Shakespeare com os habituais traços da cena contemporânea

Dan Stulbach interpreta Shylock na montagem de O Mercador de Veneza (Foto: Ronaldo Gutierrez)
A decisão de encenar O Mercador de Veneza, peça de William Shakespeare, pode ser analisada a partir de diferentes perspectivas. Por um lado, significa a aposta na dramaturgia clássica, que vem sendo pouco valorizada na temporada teatral do Rio de Janeiro. Por outro, a escolha desse texto num momento de aumento do antissemitismo no mundo gera certa perplexidade, apesar de não haver um consenso em torno da percepção do judeu Shylock como vilão e dos pontos de vista distintos sobre o personagem eventualmente suscitarem debates instigantes.
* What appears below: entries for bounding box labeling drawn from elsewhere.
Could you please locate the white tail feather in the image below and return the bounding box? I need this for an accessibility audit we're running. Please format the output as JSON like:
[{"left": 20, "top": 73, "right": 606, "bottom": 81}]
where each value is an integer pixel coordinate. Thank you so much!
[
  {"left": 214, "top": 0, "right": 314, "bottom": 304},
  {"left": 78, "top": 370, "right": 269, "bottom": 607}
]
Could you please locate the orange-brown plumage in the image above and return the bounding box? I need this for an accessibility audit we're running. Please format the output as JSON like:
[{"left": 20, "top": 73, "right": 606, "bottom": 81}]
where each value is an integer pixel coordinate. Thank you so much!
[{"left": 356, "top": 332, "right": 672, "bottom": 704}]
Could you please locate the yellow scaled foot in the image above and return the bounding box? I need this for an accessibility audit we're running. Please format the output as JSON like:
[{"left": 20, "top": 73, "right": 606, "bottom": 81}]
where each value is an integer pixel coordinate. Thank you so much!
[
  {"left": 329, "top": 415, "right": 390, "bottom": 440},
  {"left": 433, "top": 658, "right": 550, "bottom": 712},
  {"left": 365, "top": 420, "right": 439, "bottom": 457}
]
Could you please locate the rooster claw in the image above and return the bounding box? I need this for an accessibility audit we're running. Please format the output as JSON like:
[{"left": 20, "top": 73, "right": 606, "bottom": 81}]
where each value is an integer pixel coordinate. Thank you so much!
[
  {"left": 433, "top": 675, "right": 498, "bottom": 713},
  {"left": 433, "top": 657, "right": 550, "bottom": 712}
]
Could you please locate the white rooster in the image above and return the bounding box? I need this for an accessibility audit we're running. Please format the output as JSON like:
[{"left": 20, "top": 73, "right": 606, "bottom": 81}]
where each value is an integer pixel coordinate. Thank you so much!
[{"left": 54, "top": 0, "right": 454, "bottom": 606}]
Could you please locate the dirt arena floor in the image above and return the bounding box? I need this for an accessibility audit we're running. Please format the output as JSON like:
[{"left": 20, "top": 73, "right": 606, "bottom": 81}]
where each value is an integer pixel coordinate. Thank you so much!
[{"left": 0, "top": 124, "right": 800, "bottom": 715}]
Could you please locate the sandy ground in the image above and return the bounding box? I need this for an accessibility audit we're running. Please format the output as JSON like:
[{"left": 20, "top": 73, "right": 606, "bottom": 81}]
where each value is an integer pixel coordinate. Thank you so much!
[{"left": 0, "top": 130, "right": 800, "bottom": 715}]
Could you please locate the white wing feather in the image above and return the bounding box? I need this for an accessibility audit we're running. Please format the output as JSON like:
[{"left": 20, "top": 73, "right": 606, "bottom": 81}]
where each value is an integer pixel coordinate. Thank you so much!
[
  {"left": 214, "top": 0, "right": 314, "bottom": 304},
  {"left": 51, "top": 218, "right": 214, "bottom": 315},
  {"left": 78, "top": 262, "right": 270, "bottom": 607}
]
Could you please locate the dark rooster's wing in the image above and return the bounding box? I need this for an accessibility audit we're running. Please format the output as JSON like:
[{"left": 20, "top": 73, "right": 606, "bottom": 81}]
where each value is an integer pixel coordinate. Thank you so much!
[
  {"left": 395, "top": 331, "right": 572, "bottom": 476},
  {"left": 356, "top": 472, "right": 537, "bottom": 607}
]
Em comparação com o retrato do judeu traçado em O Judeu de Malta, peça de Christopher Marlowe que serviu de possível fonte de inspiração para a criação de O Mercador de Veneza, Shakespeare humaniza uma figura como Shylock. Determinado a cobrar uma dívida por meio da extração de uma libra de carne, em região perto do coração, do corpo do mercador Antônio, o comerciante Shylock justifica sua atitude como reação à discriminação que sempre sofreu dos cristãos – em especial, de Antônio e daqueles que o rodeiam. Há o famoso solilóquio de defesa de Shylock, que argumenta, com admirável lucidez, que o judeu é em tudo igual aos demais indivíduos. E essa nova montagem, em cartaz no Teatro Nelson Rodrigues – Caixa Cultural, frisa a segregação contra o judeu através de breves projeções de bocas acusatórias. Mesmo assim, parece difícil deslocar Shylock da posição de antagonista, considerando a forma como a história é contada e a concepção dos personagens: como sentir empatia diante do inflexível Shylock, que cobra a dívida de um modo que provavelmente acarretará a morte de Antônio, por sua vez apresentado com bastante simpatia?
A encenação de Daniela Stirbulov transporta a ação da peça de Shakespeare para o presente ou passado próximo, mas não envereda por articulações diretas com a guerra no Oriente Médio. A diretora prioriza outra conexão ao ambientar a história no meio empresarial, com projeções que remetem ao universo da bolsa de valores, elo realçado na cenografia de Carmem Guerra. Integrados a esse contexto, os figurinos de Allan Ferc privilegiam cores neutras que contrastam com as tonalidades intensas da iluminação de Wagner Pinto e Gabriel Greghi. Entretanto, o destaque à ideologia capitalista se impõe como pista falsa. Afinal, conforme sublinhado na peça em diversos instantes, o que move a cobrança de Shylock não é o dinheiro, e sim a vingança pelas inúmeras manifestações de preconceito religioso ao longo do tempo. Talvez o objetivo tenha sido evidenciar a insuficiência do dinheiro na resolução de toda e qualquer situação, principalmente aquelas ligadas à anulação de identidades.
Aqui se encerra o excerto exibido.